That little bundle of joy comes home with you and you think you are going to be the best mom, parent and friend that this little baby has ever had and you are going to live happily ever after. That is true right up to the stage where you go from being a super hero and the best mom ever to....."what do you know?" It's the stage where your child turns into a small adult, having his or her own opinions and of course, many times, their opinions differ from yours. These opinions can sometimes greatly differ from yours. Their choices many times are not ones you would make and you think....how did this happen? How could they be making decisions so different from what I would do? Didn't I teach them right? Didn't I give them the tools to work through these issues? And worse yet, you begin to question all of those agonizing moments where you had to say "no" or discipline them in some way to help teach a valuable lesson. Or perhaps, you missed the lesson to begin with.

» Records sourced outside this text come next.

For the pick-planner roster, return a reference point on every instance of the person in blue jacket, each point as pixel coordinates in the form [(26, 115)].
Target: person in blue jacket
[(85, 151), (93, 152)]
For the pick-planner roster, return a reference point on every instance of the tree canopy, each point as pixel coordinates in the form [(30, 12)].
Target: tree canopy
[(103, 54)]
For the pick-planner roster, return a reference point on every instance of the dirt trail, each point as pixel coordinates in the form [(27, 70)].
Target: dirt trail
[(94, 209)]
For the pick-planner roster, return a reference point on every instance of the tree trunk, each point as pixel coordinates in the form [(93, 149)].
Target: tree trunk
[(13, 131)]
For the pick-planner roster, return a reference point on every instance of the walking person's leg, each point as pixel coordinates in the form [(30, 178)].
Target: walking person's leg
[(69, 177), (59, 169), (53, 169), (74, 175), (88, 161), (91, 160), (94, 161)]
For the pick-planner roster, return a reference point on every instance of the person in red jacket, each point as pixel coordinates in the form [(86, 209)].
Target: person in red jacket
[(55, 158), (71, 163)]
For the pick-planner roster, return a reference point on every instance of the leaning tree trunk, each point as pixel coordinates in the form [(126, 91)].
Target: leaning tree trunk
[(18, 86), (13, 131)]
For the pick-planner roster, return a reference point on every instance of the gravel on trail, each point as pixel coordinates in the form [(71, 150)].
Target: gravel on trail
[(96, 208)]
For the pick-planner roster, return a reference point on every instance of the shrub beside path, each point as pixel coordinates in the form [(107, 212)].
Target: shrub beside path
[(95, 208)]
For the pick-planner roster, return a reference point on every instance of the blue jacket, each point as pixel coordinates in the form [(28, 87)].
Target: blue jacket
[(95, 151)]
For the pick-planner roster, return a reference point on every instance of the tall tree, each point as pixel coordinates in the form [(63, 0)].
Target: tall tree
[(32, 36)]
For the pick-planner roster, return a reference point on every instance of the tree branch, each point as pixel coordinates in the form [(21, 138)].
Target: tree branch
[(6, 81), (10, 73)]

The reality...is there is no manual for raising our children. Oh sure, there are books about being a good parent and strategies for building a strong confident child (I never read them, but I see them looming at me in the book store now more than ever). But every child is different and every situation is different. So with that, every outcome is different. Sometimes I want to throw my hands up and shake my head with that ever dreaded feeling of "I don't know what to do here." I look to the sky or bow my head and say...."ok...God, I need you to intervene here cuz clearly I am out of my league and I have no idea what to do with this one." It happens and I know it's all part of the process to get your child where they need to be and get you to where you need to be. We all have our life lessons and we need to allow our children to grow and learn from mistakes just as we did.
I don't pretend to know it all (although my children might say that I do). What I do know, is that I love each one of my children more than they will ever know. I want only good things for them and want the best that life has to offer. Isn't that what we all want? I know I'm not perfect and I make mistakes....all the time. I need to work on letting them know that it's ok that they think differently than me. I need to work on letting go a little bit more so they have the freedom to make their own choices, stumble, fall and pick themselves up. I need them to know that there is no perfect choice or perfect path in life. They have to choose what is best and then choose some more along the way.
There is beauty in our imperfections and our imperfect lives. I hope that one day, as my children look back, they will see my intentions and imperfections as they are and understand that I was making the best choices I had at the time, as a parent, to love them through their journey.
I think it is through our imperfections, not just our successes, that we shine and become who we are suppose to be.